4. Build and sign the transaction

import { TransactionInstruction, TransactionMessage, VersionedTransaction } from '@solana/web3.js';

const ix = await program.methods
  .withdraw(
    proofA,    // [u8; 64]
    proofB,    // [u8; 128]
    proofC,    // [u8; 64]
    { root, nullifierHash, recipient, feeRecipient, currentSlot, mint,
      amountToRecipient, changeCommitment },
  )
  .accountsStrict({
    config: configPda,
    mint: MINT,
    pool: poolPda,
    vault: poolVault,
    merkleFrontier: frontierPda,
    rootHistory: rootHistoryPda,
    nullifierRecord: deriveNullifier(poolPda, nullifierHash),
    feeRecipientTokenAccount: yourRecipientAta,
    feeCollector: config.feeCollector,
    relayer: yourWallet.publicKey,                  // YOU
    tokenProgram: TOKEN_PROGRAM_ID,
    systemProgram: SystemProgram.programId,
  })
  .instruction();

// Use the deployed Address Lookup Table to fit into a v0 transaction
const alt = await conn.getAddressLookupTable(SOLMASK_ALT).then((r) => r.value!);

const blockhash = (await conn.getLatestBlockhash()).blockhash;
const msg = new TransactionMessage({
  payerKey: yourWallet.publicKey,
  recentBlockhash: blockhash,
  instructions: [ix],
}).compileToV0Message([alt]);

const tx = new VersionedTransaction(msg);
tx.sign([yourWallet]);

The Address Lookup Table is created at deploy time and includes the program ID, the token program, the system program, and the well-known pool/vault PDAs. Without it, complex withdraws (especially with a Jupiter swap appended) overflow the 1232-byte transaction size limit.

5. Submit and confirm

const sig = await conn.sendRawTransaction(tx.serialize(), {
  skipPreflight: false,
  maxRetries: 3,
});
await conn.confirmTransaction(sig, 'confirmed');

On success: the protocol fee (3,000,000 lamports = 0.003 SOL) is debited from your wallet and transferred to the fee destination. The amount_to_recipient is debited from the pool's vault and credited to the fee-recipient token account. The nullifier record is created; the change commitment, if any, is appended to the tree.
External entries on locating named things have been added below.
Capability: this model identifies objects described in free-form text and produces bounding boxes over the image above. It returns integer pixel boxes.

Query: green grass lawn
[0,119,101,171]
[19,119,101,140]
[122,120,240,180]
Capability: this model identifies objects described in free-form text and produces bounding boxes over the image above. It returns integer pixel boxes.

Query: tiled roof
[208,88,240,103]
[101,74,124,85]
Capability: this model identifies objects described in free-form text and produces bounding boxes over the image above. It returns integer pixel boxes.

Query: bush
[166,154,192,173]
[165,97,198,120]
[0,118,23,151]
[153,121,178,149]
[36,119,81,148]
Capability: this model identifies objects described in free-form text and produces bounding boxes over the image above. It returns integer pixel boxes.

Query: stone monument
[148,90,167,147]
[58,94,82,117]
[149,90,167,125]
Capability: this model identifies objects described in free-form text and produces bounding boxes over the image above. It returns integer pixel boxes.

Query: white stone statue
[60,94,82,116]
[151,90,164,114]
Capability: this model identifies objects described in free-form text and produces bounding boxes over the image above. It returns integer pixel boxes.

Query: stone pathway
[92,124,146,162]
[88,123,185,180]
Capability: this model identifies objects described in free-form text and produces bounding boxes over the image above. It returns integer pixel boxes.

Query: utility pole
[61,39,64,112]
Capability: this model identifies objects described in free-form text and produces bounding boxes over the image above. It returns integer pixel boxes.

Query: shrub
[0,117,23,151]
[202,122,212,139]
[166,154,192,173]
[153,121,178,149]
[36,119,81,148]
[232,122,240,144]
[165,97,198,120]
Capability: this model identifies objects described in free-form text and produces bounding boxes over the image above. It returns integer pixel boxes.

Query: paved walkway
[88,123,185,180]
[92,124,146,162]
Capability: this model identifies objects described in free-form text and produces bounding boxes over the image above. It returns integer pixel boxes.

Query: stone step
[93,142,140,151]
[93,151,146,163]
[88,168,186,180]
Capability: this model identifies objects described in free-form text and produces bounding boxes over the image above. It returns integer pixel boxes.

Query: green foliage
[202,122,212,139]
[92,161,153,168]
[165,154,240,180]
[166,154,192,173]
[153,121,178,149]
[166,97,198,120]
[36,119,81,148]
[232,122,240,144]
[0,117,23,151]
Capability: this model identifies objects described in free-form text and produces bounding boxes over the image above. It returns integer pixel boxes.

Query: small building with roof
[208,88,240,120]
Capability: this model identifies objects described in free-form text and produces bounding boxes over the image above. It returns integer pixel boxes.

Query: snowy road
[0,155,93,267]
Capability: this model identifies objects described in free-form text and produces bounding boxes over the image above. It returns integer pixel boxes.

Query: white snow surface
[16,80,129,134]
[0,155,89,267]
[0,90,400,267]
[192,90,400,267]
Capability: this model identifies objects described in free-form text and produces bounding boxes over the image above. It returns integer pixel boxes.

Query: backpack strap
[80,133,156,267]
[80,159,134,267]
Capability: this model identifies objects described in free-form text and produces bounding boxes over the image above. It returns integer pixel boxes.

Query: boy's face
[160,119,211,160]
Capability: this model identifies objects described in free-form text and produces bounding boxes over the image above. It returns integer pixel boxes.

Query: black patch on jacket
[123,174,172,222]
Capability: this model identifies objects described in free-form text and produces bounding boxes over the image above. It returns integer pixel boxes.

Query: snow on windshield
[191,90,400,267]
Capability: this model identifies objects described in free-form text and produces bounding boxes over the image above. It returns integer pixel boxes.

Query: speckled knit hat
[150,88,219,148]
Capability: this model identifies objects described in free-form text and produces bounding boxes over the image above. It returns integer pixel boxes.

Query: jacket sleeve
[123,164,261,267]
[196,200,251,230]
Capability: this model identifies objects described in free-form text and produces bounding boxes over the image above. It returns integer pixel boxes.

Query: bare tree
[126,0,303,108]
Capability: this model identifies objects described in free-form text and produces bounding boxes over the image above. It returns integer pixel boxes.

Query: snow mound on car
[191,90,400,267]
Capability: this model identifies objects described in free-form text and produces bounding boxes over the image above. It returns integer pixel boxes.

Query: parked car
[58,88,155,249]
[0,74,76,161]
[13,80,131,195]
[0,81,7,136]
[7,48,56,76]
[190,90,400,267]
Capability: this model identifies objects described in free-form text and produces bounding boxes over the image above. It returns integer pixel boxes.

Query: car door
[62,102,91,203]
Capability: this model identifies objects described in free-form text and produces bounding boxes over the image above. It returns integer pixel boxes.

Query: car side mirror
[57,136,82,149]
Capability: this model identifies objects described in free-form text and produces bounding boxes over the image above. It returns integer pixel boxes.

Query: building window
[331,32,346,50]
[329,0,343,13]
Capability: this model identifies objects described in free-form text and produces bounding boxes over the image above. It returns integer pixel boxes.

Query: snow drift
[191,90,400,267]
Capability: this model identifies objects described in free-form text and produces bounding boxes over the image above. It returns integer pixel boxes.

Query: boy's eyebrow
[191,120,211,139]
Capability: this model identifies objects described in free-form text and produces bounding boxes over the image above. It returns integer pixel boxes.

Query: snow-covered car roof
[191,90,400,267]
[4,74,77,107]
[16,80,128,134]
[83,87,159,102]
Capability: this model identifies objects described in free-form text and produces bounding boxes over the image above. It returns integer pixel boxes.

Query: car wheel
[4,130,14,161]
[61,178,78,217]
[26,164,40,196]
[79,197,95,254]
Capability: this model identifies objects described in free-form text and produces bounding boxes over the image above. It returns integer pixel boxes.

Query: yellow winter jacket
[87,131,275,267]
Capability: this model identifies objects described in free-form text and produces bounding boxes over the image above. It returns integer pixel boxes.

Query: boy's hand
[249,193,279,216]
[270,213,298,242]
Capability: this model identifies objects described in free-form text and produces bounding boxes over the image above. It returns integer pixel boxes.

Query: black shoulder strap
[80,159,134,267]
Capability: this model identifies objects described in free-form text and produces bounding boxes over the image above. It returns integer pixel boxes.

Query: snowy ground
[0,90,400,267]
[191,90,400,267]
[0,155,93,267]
On SlotMismatch: rebuild for the new latest slot. On UnknownRoot: rebuild the proof against the current recent-root window. On AccountAlreadyInitialized (for the nullifier): your note was already spent.

What you do NOT need

  • You do not need to register as a relayer with SolMask. There is no operator allowlist on withdraw; the relayer account is unconstrained beyond being a Signer.
  • You do not need any approval from SolMask ops. The protocol is permissionless on the withdraw side as long as the proof verifies.
  • You do not need to use the hosted relayer's quote API. The on-chain instruction is the source of truth; the quote is a UX layer on top.

What you DO need is to construct a valid proof against a real note, and to budget ~0.0035 SOL per withdraw (the 0.003 SOL protocol fee plus a few hundred thousand lamports of tx fees + rent for the new nullifier PDA, which the relayer signer pays).